Monday, Jan. 17, 1938
In Nanking
Of some 6,000 Protestant missionaries working in China at the outbreak of the present war, only about 300 have left the country. In some cases in battle areas where there are wounded to care for, the missionaries remain at the colleges and universities, hospitals and medical missions where for years they and their predecessors Christianized and educated the best class of Chinese, nurturing the indigenous Chinese Christian phenomenon of the New Life Movement of the Chiang Kai-sheks. In the New York Times last week, details in a lengthy airmailed dispatch by F. Tillman Durdin on the fall of Nanking (TIME, Dec. 27) revealed something of the fortitude currently displayed in China by these men of God in the foreign field.

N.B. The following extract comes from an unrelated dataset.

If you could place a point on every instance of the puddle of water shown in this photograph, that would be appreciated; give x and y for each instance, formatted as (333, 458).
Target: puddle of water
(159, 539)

Before the Japanese encircled Nanking, the gunboat Panay--day before it was sunk--evacuated most foreigners from the doomed city and the Chinese defense commander, General Tang Sheng-chi, fled, leaving his officers and men to their fate. During the four terrible days between the departure of the Panay and the arrival of the Japanese fleet, Nanking was a flaming chaos without government, without telephones, electricity or water supply. Not many more than a score of white men, most of them Americans and most of the Americans missionaries, remained during the siege in which the Japanese slaughtered 33,000 Chinese soldiers (20,000 by execution), and wounded some 5,000, as well as thousands of civilians who, according to Timesman Durdin, "hobbled about, dragged themselves through alleyways, died by the hundreds on the main streets."
Two missionary professors, Dr. Lewis S. C. Smythe and Dr. Miner Searle Bates of the University of Nanking, helped organize a Nanking safety zone which, although the Japanese merely spared it from concentrated bombardment, probably saved thousands of civilian lives. To this zone went thousands of frantic Chinese soldiers, eager to exchange their uniforms for civilian garb, or even to strip themselves to their underclothing lest the Japanese execute them as soldiers. Upon Rev. John Magee, able Episcopal missionary, lately of Shanghai, fell the job of organizing medical care in Nanking, Chinese army hospitals being completely inadequate. With two missionary doctors and two American nurses--whose dormitories were looted when the Japanese entered the city, as were faculty houses at Ginling College for women--the U. S.- supported University of Nanking Hospital remained open through the siege and fall of Nanking. How Missionary Magee, the university professors and doctors and other missionaries thereafter fared, Timesman Durdin did not state nor did he indicate the prospects of the university and Ginling College at Japanese hands. Obviously, however, both would need their share, and probably more, of $300,000 which U. S. supporters of twelve Chinese Christian colleges and universities are currently trying to raise for emergency needs.